(Image via https://twitter.com/AFCWimbledon)
The AFC Wimbledon story has been covered to death really, but in case you aren’t aware, they’re the club that was born following the original Wimbledon FC’s move to Milton Keynes, where the owners ignored fan protests, changed their name, colours and badge – much like a franchise in America – and tailored the football club to the people of Milton Keynes – a place Wimbledon fans had no connection with. That club is known as MK Dons and, what is considered by many as the real continuation of Wimbledon and was setup by powerless Wimbledon fans, is AFC Wimbledon.
Fast forward to 2019 and AFC Wimbledon – a club ran and owned by Wimbledon fans in attempt to secure its future and prevent the same thing from happening again – is in the same league as MK Dons after starting right at the bottom of the English football pyramid and working their way up to the Football League and, eventually, into League One where they reside now. It really is a remarkable rise from a fan-owned, fan-funded club who don’t have a rich benefactor, which is rare, particularly in a modern football climate where so many clubs do.
Of course the recent situations at both Bolton – who were, thankfully, eventually saved – and Bury – who, tragically, have folded due to an unscrupulous owner in Steve Dale – serve as a reminder not only to football’s governing bodies that the so called fit and proper person’s test that allow these business men into the game needs to be altered drastically, but also that the fan-ownership model, like AFC Wimbledon has, is potentially a way forward for so many clubs.
Sadly, as Premier League money fails to filter itself down into the lower divisions and inadequacies at the top of the EFL remain, situations at Bolton and Bury could become commonplace and, subsequently, more and more fan-owned football clubs could be on the horizon, be it in a new or current guise.

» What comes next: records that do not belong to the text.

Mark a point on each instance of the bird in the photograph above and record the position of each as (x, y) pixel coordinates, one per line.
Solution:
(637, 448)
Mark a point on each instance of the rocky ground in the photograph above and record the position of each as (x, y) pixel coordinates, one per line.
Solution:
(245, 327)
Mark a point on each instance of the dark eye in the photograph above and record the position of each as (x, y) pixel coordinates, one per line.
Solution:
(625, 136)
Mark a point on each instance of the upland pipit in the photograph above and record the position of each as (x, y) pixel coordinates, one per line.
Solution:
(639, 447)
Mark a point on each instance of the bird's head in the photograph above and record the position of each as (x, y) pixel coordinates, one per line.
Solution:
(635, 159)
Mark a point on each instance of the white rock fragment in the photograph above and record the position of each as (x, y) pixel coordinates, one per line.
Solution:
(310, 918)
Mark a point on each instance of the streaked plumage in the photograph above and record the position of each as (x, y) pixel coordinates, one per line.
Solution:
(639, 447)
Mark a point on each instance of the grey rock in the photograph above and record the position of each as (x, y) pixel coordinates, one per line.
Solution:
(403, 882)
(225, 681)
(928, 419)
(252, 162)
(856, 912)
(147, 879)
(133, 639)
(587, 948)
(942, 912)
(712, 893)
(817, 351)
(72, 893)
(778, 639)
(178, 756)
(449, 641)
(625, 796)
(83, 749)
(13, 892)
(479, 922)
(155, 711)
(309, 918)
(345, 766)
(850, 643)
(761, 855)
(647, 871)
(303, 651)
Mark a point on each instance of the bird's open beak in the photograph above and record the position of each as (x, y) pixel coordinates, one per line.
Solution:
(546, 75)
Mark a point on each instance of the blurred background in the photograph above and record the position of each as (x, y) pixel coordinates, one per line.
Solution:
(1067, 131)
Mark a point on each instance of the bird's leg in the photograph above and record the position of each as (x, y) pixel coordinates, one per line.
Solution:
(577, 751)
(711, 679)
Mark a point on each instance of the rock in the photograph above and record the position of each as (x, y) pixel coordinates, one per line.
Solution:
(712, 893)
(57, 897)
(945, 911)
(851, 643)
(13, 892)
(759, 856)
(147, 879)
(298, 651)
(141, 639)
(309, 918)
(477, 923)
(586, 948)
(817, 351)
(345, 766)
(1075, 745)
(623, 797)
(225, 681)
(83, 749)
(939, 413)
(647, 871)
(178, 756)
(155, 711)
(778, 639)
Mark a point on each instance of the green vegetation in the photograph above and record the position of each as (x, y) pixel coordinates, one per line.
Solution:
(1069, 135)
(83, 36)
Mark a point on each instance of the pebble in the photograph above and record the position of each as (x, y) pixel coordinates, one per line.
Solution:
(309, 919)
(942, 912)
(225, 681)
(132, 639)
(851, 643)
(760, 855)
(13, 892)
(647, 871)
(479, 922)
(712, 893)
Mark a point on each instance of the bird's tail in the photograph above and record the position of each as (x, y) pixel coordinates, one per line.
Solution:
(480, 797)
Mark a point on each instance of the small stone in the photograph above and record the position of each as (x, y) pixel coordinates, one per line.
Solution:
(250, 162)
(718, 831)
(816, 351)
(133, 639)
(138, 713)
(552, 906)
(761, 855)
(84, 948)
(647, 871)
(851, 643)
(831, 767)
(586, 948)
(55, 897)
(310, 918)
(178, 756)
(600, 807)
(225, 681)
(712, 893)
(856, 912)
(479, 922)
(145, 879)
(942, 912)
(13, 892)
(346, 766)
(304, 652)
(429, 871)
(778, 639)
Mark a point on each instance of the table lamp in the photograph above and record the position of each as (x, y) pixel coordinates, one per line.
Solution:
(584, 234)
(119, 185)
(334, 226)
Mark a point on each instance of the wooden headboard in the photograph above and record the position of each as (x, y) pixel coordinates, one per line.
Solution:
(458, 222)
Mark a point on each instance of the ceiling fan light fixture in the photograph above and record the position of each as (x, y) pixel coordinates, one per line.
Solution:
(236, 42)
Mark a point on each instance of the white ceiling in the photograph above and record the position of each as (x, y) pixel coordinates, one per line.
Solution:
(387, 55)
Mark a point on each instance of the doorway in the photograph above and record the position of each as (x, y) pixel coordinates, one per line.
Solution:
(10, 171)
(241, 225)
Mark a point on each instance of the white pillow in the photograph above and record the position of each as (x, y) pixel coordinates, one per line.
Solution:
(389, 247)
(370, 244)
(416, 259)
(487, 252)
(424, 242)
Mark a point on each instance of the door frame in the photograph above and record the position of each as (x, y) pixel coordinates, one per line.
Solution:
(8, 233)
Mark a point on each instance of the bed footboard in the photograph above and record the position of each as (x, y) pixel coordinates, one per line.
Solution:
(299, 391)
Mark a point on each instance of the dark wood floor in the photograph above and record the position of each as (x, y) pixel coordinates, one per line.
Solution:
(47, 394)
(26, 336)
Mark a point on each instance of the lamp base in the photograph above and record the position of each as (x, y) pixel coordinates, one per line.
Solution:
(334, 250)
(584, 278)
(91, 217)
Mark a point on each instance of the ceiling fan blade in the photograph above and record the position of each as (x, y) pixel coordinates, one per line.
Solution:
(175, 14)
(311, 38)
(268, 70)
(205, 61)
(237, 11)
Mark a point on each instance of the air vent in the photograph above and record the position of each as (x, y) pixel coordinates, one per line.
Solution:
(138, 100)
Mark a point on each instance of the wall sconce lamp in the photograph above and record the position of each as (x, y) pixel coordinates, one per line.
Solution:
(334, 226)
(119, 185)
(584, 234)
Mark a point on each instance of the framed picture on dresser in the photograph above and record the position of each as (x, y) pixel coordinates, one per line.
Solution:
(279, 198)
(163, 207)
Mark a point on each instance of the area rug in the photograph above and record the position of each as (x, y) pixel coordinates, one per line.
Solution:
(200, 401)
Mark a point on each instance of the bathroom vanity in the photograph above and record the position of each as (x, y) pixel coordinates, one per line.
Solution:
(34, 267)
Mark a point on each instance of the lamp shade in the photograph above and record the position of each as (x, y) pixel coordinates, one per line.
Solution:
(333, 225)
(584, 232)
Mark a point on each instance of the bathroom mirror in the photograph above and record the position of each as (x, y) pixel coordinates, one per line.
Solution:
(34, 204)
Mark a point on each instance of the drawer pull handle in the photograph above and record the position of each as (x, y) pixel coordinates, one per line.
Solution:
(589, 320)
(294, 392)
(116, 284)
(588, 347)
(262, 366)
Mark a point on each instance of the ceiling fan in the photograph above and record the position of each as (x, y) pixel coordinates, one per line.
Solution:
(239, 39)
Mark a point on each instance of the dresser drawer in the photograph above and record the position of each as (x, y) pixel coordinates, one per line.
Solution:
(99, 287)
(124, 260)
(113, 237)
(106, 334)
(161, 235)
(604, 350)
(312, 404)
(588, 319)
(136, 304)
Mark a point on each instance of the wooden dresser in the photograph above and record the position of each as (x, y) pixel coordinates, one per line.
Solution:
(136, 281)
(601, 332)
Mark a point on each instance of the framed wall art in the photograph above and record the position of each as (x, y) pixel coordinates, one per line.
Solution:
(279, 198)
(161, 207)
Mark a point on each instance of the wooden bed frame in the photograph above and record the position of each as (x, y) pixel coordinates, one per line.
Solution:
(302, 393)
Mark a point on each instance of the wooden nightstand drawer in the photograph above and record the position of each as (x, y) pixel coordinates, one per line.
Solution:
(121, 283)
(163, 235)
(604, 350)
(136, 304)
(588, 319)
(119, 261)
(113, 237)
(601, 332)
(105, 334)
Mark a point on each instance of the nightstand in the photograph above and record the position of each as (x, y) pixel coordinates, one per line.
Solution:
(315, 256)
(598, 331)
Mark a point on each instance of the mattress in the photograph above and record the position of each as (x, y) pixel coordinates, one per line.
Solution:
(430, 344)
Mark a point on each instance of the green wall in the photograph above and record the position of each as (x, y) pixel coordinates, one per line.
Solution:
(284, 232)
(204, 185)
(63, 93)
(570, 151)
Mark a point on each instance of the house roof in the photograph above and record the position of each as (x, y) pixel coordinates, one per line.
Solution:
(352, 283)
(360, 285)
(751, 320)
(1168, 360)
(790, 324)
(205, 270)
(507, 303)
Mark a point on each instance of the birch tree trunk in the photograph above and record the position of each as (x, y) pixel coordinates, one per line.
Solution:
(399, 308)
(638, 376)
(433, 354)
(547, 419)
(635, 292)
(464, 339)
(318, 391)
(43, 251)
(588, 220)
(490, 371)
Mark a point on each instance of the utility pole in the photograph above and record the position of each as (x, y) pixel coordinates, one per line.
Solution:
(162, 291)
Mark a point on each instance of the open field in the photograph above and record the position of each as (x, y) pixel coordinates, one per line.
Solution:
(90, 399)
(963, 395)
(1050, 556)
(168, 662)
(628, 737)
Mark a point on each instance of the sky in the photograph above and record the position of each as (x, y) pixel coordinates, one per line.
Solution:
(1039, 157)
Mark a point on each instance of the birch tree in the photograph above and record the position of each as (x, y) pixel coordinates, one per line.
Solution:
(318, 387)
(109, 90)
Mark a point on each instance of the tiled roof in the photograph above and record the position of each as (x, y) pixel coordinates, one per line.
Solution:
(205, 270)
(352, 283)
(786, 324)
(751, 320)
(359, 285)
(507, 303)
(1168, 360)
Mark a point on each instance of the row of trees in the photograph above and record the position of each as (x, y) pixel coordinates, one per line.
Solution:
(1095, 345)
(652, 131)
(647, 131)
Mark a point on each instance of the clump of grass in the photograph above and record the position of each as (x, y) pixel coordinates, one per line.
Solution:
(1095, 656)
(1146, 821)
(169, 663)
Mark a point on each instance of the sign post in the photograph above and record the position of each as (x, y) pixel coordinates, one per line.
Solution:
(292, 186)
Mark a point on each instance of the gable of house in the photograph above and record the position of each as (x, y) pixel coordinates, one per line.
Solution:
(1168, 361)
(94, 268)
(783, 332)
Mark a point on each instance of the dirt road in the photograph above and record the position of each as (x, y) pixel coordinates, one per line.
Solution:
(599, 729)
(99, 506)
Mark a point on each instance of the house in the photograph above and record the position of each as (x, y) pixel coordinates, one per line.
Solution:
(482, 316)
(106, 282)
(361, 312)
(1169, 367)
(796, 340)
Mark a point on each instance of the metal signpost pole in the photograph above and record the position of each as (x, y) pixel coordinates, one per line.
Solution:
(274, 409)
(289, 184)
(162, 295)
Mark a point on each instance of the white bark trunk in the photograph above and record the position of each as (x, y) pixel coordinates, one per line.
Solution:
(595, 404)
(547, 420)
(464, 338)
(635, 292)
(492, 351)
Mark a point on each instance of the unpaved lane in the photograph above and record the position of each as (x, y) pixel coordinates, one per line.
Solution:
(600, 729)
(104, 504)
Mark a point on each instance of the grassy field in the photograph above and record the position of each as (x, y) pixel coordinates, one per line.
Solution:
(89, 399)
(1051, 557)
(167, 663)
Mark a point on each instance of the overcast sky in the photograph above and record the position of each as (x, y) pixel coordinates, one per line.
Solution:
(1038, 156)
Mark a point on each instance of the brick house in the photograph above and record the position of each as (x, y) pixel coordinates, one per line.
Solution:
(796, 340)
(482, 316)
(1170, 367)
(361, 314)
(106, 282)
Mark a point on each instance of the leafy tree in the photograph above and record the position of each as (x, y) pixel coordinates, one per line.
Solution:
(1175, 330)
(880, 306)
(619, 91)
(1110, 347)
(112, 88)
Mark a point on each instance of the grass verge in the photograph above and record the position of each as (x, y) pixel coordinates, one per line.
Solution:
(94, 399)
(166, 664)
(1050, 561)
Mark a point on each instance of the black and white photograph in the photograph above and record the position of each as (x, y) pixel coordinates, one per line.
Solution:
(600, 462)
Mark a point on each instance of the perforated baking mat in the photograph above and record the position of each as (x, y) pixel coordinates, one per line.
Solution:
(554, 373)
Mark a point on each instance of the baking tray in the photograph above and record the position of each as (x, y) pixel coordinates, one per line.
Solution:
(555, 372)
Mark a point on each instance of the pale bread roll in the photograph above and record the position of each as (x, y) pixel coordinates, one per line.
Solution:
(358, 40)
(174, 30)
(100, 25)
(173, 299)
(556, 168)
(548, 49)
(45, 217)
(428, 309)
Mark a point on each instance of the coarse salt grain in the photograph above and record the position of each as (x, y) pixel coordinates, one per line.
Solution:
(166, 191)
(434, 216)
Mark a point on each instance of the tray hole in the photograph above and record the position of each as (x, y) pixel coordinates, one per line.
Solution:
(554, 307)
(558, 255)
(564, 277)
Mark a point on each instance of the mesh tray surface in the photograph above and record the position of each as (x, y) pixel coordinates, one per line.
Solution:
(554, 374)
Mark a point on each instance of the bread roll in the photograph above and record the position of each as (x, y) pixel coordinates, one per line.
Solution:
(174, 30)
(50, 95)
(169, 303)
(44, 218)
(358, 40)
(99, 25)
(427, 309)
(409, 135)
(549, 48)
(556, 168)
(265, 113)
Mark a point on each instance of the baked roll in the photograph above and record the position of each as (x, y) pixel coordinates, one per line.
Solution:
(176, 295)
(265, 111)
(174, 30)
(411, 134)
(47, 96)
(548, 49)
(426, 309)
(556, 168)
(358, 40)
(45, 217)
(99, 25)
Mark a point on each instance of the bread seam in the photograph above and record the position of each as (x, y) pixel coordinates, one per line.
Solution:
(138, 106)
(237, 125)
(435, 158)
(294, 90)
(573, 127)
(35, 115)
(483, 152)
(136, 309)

AFC Wimbledon is living proof that such a model can enable relative success. The club, based in neighbouring Kingston is currently priced by online betting sites like 888sport at 50/1 to gain promotion from League One this season and are clearly nowhere near challenging for the title with odds of 200/1 (888sport) to win the division, but with their minuscule fan-funded budget compared to most and a tiny stadium that holds just under 5,000 fans, they’re essentially at their ceiling as a
club. But, things could be about to change thanks to a unique initiative.
(Image via https://twitter.com/NATTERFOOTBALL)
After plans were revealed to move the club back to a site in south west London a few hundred yards away from Wimbledon FC’s former home of Plough Lane, to New Plough Lane, the club needed to raise extra funds to help their dream 11,000 seater stadium (which could eventually be extended to 20,000) become a reality.
AFC Wimbledon started a crowdfunding campaign for the people to invest in their stadium, be it for £10, £1000 or £100,000. Investors would then – depending on how much they chucked in – have their name dedicated to a wall in the stadium, a beer tap, even a urinal and have the unique ability to be the naming rights partner of the stadium for one game. The rewards are endless, but you get the idea. Unsurprisingly, with months to go in their campaign, the club have hit their desired £2,000,000 target and the fans have helped fund yet another chapter in their remarkable story.
Are fan-powered clubs like AFC Wimbledon the future? Quite possibly.